Lei non risponde né reagisce, comportandosi come se non avesse sentito la professoressa. A quel punto scavalca cautamente la gamba nuda della bambina per tornare al tavolo.

Appena al di là della piccola barriera di carne e ossa, sente la bambina bisbigliare qualcosa di lamentoso senza capire esattamente quello che dice. Lo capisce dalla risposta della padrona: « Sei tu che ti devi spostare per lei ».

Lo ha detto, però, sempre con quel tono obliquo, trattenuto, per cui la professoressa prova di nuovo disagio.

« Dobbiamo chiedere il conto » dice la signora in lutto vedendo l’amica tornare.

Lasciano il tavolo e vanno a pagare. La bambina è ancora lì, con le gambe tese, spalancate.

Quando arriva la signora in lutto sposta immediatamente una gamba per farla passare.

Ma quando arriva la professoressa la blocca nuovamente.

Poi dice alle due donne che sembrano sorelle, indicando la signora in lutto che sta davanti: « Lei è più bella ».

Nessuno risponde.

La bambina ripete, enfatica: « Lei è più bella dell’altra ».

La padrona dice, pacata: « Tutte le donne sono belle, e tu sei una mocciosa ».

« Ma lei è più bella » insiste la bambina, nervosa. « L’altra non mi piace. »

« Hai ragione, la mia amica è molto bella » dice la professoressa con allegria, pur sentendosi amareggiata. Poi aggiunge, cercando di scherzare con la bambina e di spezzare l’atmosfera sempre più rigida: « E come mai non ti piaccio? »

Ma la bambina, come la padrona, si rifiuta di parlarle direttamente, così come si è rifiutata di spostare le gambe. Invece dichiara, alla padrona e alla donna che gestisce la cassa: « L’altra non mi piace, è brutta, bruttissima ».

E così sigilla l’unico spiraglio attraverso il quale la professoressa poteva entrare in confidenza con lei.

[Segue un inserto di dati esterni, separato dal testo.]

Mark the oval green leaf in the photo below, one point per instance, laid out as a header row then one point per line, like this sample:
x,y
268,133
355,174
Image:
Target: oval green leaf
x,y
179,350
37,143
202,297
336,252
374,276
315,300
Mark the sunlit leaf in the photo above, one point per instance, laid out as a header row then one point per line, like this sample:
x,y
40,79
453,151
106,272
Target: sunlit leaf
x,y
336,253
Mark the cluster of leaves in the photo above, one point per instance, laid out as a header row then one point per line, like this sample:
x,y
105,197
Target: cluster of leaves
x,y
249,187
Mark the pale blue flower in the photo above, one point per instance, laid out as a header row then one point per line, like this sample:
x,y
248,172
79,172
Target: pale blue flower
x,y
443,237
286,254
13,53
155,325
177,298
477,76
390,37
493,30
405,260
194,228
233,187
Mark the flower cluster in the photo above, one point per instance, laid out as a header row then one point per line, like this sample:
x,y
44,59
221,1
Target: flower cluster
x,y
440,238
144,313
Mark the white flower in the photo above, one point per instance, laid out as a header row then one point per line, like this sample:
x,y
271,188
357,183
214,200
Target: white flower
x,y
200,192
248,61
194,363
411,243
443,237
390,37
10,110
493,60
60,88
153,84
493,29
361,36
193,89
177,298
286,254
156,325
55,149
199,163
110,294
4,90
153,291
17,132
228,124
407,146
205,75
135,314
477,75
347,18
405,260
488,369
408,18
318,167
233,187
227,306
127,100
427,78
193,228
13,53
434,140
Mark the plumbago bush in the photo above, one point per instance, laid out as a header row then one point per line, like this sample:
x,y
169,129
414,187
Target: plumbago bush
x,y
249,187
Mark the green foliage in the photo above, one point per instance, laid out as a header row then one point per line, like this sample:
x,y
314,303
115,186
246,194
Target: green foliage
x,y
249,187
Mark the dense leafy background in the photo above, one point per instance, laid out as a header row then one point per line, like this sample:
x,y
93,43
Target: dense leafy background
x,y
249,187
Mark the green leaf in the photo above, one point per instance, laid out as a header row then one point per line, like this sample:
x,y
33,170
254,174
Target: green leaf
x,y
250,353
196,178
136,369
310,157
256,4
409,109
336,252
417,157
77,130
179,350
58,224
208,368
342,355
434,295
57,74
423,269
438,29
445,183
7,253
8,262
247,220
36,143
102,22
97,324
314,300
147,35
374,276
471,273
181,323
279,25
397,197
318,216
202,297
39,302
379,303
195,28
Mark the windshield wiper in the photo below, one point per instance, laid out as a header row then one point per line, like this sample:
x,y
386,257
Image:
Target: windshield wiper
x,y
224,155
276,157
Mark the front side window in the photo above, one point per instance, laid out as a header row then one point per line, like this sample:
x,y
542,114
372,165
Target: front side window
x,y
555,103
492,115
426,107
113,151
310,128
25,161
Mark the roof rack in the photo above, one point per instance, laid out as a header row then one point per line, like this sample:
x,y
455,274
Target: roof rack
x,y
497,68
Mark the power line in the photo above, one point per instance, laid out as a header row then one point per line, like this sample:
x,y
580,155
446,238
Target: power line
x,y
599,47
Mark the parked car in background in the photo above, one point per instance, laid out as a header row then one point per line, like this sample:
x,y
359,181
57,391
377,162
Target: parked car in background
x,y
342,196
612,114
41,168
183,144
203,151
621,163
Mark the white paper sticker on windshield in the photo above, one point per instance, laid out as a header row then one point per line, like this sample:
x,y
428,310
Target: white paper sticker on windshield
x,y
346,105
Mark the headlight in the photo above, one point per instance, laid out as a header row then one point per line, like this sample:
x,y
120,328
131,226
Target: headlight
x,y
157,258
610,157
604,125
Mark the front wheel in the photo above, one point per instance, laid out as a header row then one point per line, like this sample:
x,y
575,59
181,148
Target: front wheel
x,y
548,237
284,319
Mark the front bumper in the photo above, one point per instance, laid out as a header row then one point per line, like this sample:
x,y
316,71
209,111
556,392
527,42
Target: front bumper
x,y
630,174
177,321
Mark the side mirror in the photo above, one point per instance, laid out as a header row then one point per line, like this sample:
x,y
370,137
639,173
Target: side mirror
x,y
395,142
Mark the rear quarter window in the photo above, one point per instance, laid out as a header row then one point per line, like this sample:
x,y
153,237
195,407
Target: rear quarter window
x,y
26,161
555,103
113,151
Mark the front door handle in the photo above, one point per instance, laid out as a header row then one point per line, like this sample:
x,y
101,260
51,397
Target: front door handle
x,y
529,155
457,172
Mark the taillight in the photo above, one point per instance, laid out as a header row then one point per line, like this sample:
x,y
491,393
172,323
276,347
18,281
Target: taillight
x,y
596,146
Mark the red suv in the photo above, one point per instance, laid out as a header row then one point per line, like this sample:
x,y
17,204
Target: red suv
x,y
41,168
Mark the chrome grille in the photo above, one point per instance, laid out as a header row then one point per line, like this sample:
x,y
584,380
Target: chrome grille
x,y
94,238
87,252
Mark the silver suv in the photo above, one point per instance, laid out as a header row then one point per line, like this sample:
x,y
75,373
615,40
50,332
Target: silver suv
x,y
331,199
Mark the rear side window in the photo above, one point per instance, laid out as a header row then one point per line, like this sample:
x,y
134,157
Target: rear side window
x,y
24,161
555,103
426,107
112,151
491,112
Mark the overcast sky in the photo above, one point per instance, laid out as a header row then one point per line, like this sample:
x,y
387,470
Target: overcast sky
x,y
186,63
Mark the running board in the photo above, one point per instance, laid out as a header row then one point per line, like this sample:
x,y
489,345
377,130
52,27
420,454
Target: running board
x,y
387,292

La signora in lutto, che ha la bambina dietro le spalle, ed è assorta nel conto, non le dà retta. La padrona e la donna alla cassa sono sempre mute. Nessuno dice alla bambina di stare zitta o di chiedere scusa.

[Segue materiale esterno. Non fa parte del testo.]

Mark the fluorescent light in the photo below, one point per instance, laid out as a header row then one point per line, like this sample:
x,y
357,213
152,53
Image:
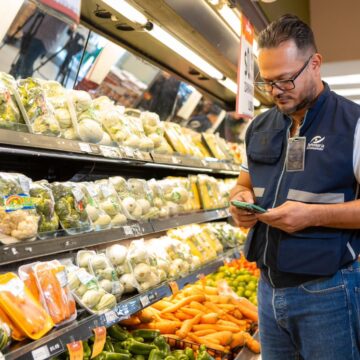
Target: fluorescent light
x,y
125,9
181,49
343,79
256,48
229,84
347,92
231,18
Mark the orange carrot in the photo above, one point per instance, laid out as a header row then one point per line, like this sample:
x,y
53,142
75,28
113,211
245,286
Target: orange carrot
x,y
183,302
210,318
238,340
187,326
224,337
204,332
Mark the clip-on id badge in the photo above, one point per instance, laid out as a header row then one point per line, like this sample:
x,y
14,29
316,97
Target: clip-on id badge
x,y
295,154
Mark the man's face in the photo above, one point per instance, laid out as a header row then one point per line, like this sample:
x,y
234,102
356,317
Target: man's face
x,y
283,63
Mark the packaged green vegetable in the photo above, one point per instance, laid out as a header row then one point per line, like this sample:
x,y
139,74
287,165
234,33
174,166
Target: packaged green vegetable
x,y
69,207
36,109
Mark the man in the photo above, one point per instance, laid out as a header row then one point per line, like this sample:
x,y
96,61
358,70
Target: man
x,y
303,164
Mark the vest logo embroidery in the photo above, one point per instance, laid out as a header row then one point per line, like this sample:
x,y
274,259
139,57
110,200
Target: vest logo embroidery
x,y
316,143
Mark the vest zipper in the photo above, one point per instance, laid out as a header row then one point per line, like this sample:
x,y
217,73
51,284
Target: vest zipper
x,y
276,195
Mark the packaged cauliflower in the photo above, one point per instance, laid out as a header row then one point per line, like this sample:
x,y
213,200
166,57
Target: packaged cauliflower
x,y
136,129
18,218
58,97
10,115
87,291
99,218
101,267
69,207
143,266
36,109
88,125
140,204
44,202
110,203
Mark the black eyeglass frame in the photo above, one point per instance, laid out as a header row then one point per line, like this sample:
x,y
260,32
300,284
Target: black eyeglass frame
x,y
261,84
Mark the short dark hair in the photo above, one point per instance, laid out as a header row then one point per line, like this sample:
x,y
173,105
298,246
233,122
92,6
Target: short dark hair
x,y
287,27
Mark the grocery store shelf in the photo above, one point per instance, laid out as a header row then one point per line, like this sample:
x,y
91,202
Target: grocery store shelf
x,y
10,254
56,341
26,144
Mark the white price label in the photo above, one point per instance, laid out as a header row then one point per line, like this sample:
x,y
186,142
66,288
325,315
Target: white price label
x,y
111,317
41,353
128,230
129,152
92,189
85,147
175,160
108,151
15,286
116,289
144,299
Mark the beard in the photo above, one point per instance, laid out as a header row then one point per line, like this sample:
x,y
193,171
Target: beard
x,y
304,103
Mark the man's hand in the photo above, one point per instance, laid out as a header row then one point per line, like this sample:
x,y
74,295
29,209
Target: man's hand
x,y
290,217
241,217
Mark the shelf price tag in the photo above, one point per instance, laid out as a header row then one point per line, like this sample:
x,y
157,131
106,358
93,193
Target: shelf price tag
x,y
145,301
111,317
76,350
41,353
99,341
128,230
174,287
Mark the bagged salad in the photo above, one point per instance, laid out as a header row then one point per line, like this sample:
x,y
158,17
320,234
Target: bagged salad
x,y
140,203
35,108
69,207
99,218
10,115
109,202
101,267
43,199
87,290
57,96
143,266
18,218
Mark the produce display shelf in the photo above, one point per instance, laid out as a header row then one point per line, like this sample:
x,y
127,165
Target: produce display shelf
x,y
246,354
20,143
13,253
55,342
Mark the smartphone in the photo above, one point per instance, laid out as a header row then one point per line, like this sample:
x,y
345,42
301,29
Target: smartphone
x,y
248,207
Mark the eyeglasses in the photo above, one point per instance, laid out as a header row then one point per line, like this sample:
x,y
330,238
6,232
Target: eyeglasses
x,y
283,85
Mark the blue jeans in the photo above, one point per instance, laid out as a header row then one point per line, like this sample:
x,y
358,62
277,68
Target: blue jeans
x,y
318,320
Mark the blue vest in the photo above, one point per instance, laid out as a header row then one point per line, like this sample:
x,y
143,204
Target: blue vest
x,y
328,178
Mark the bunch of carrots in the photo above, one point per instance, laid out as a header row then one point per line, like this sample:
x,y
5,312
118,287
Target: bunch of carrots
x,y
242,263
200,315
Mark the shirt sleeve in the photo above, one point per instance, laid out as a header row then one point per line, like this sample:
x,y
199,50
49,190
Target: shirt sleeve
x,y
356,155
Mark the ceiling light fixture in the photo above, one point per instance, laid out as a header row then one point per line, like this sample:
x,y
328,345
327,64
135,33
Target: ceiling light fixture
x,y
229,84
342,79
125,9
348,92
231,17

La signora in lutto fa vedere il conto alla sua amica, la quale, attonita, tira fuori quasi meccanicamente il portafoglio, i soldi. È una cifra dispari, anche il resto è dispari, per cui la signora in lutto paga un po’ meno, la professoressa un po’ di più.

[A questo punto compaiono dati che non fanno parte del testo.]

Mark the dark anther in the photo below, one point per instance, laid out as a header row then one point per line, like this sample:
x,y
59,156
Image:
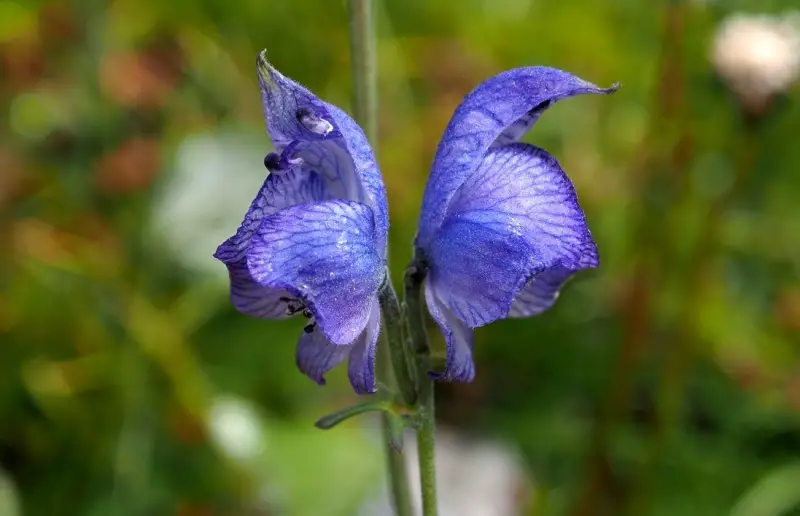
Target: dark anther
x,y
541,107
273,162
293,306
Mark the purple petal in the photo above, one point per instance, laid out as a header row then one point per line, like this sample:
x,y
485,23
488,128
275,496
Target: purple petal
x,y
542,291
457,336
325,254
361,368
516,217
253,299
277,192
327,140
498,111
316,355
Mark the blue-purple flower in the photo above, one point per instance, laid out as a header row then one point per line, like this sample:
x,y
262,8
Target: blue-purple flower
x,y
314,239
501,229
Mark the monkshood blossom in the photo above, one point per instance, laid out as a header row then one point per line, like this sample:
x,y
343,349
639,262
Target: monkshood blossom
x,y
314,239
500,229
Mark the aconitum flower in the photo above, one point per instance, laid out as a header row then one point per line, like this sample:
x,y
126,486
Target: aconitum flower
x,y
501,229
314,239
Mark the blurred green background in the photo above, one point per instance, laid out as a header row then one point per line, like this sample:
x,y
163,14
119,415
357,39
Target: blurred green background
x,y
666,382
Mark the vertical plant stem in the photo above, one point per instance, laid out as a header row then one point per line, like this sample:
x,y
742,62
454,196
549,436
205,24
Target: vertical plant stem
x,y
365,105
393,327
365,68
426,432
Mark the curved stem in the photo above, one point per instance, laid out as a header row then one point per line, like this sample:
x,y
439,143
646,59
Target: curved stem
x,y
426,432
393,327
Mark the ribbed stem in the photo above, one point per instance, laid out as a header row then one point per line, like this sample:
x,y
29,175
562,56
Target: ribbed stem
x,y
365,105
365,69
426,431
393,328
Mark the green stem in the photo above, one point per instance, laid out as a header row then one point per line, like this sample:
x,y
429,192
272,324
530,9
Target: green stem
x,y
393,327
365,105
426,431
398,478
365,76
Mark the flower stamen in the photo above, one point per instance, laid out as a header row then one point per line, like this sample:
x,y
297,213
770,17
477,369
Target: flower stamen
x,y
313,122
286,160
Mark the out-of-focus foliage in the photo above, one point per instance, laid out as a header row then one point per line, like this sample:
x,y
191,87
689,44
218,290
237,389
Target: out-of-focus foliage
x,y
131,137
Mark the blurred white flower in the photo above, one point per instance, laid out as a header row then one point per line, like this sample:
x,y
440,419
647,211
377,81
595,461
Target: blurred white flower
x,y
757,55
235,428
475,477
215,178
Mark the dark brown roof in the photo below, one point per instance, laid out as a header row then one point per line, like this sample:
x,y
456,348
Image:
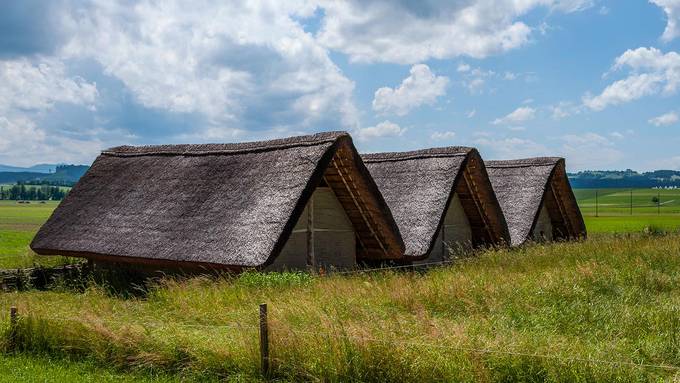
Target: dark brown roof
x,y
521,187
215,204
418,187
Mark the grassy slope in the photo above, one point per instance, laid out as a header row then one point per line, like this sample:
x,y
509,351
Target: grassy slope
x,y
606,299
30,368
18,225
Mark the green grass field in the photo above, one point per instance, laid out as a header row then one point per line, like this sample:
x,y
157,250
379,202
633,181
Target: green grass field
x,y
32,368
614,213
606,309
18,225
508,315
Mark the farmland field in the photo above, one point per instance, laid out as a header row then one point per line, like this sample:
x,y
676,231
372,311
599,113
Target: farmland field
x,y
20,222
613,209
18,225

« Ti devo cinque euro » dice la signora in lutto.

« Tranquilla, sarà per la prossima » risponde l’altra.

La bambina continua a dire che la signora in lutto è bella e che la professoressa è brutta come fosse un ritornello sciocco, sinistro, finché la donna alla cassa non dice, bruscamente: « Ora alzati, su, che ti porto dalla mamma ».

« Grazie » dice la signora in lutto alla donna alla cassa.

« Arrivederci, dottoressa » le risponde.

« Salutami la mamma » aggiunge la padrona.

« Mi spieghi cosa è appena accaduto lì dentro? » chiede la professoressa, una volta in strada. Suda, ma non per via del caldo.

« Lascia stare, è una bambina maleducata. »

« Non solo, è piena di rancore. »

« Fregatene. Mi dispiace. »

« Dispiace anche a me. So che ci tenevi a portarmi lì, ma io in quel posto non tornerò mai più. »

« Hai ragione. »

Attraversano il ponte insieme, scavalcando la prima catenella pregna di promesse antiquate, poi la seconda. Si interrogano sulla vicenda nella trattoria, sulla convinzione impunita della bambina, sul silenzio intransigente delle donne. Dall’altra parte del ponte si abbracciano.

« Allora ciccia, ci sentiamo. »

« Ciao cara, stammi bene. »

Si separano, senza però la leggerezza che chiudeva, una volta, i loro incontri.

Dopo qualche minuto la professoressa appena aggredita arriva a piazza San Cosimato e si mette su una panchina sporca e bollente. Il cibo nello stomaco è diventato un peso duro. Si sente non soltanto brutta e amareggiata ma anche umiliata, in preda a una tristezza che non sa arginare.

La signora in lutto invece torna dall’altra parte del fiume, dove si mette su un’altra panchina all’ombra a setacciare la posta dei suoi genitori, a leggere qualche cartolina indirizzata al padre defunto, e a consolarsi con le condoglianze spedite dai loro cari, da vicino e da lontano.